Reputation: 24478
I'm struggling with using ts_stat to get the number of unique occurrences of tags in a table and sort them by the highest count. What I need though is to only count each entry one time so that only unique entries are counted. I tried group by and distinct but nothing is working for me.
e.g. table
user_id | tags | post_date
===================================
2 | dog cat | 1580049400
2 | dog | 1580039400
3 | dog | 1580038400
3 | dog dog cat | 1580058400
4 | dog horse | 1580028400
Here is the current query
SELECT word, ndoc, nentry
FROM ts_stat($$SELECT to_tsvector('simple', tags) FROM tags WHERE post_date > 1580018400$$)
ORDER BY ndoc DESC
LIMIT 10;
Right now this will produce
word | ndoc | nentry
====================
dog | 5 | 6
cat | 2 | 2
horse| 1 | 1
The result I would be looking for is unique counts so no 1 user can count more than once even if they have > 1 entries after a certain date as noted in the post_date condition (Which might be irrelevant). Like below.
word | total_count_per_user
===========================
dog | 3 (because there are 3 unique users with this term)
cat | 2 (because there are 2 unique users with this term)
horse| 1 (because there are 1 unique users with this term)

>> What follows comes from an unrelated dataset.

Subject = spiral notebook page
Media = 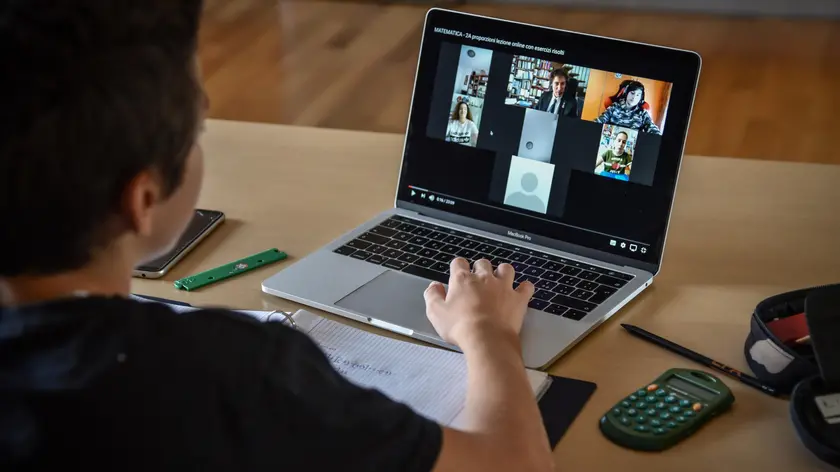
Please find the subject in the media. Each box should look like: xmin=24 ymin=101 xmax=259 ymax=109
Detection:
xmin=302 ymin=314 xmax=550 ymax=426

UPDATE: I changed the column name to reflect output. The point is no matter how many times a user enters a word. It only needs the unique count per user. e.g. if a user in that scenario creates 100 entries with dog in the text it will only count dog 1 time for that user not 100 counts of dog.
Upvotes: 0
Views: 386
Reputation: 24478
I guess this one was tough. Just in case someone happens to have a similar requirement I was able to get this to work. Seems odd to have to get total with ts_stat then filter it again using distinct, cross join etc so that no matter how many times it finds a word each user only counts once per word. I'm not sure how efficient it will be on a large data set but it yields the expected results.
UPDATE: This is works without using a CTE. Also cross join is the key to filtering on user id.
SELECT DISTINCT (t.word) as tag, count(DISTINCT h.user_id) as posts
FROM ts_stat($$SELECT hashtagsearch FROM tagstable WHERE post_date > 1580018400$$) t
CROSS JOIN tagstable h WHERE hashtagsearch @@ to_tsquery('simple',t.word)
GROUP BY t.word HAVING count(DISTINCT h.user_id) > 1 ORDER BY posts DESC LIMIT 10'
This answer helped quite a bit. https://stackoverflow.com/a/42704207/330987
Upvotes: 0
Reputation: 16908
You can use COUNT on DISTINCT value if I get your point correct. The sample query is as below-
SELECT tags,COUNT(DISTINCT user_id)
FROM your_table
GROUP BY tags
Upvotes: 1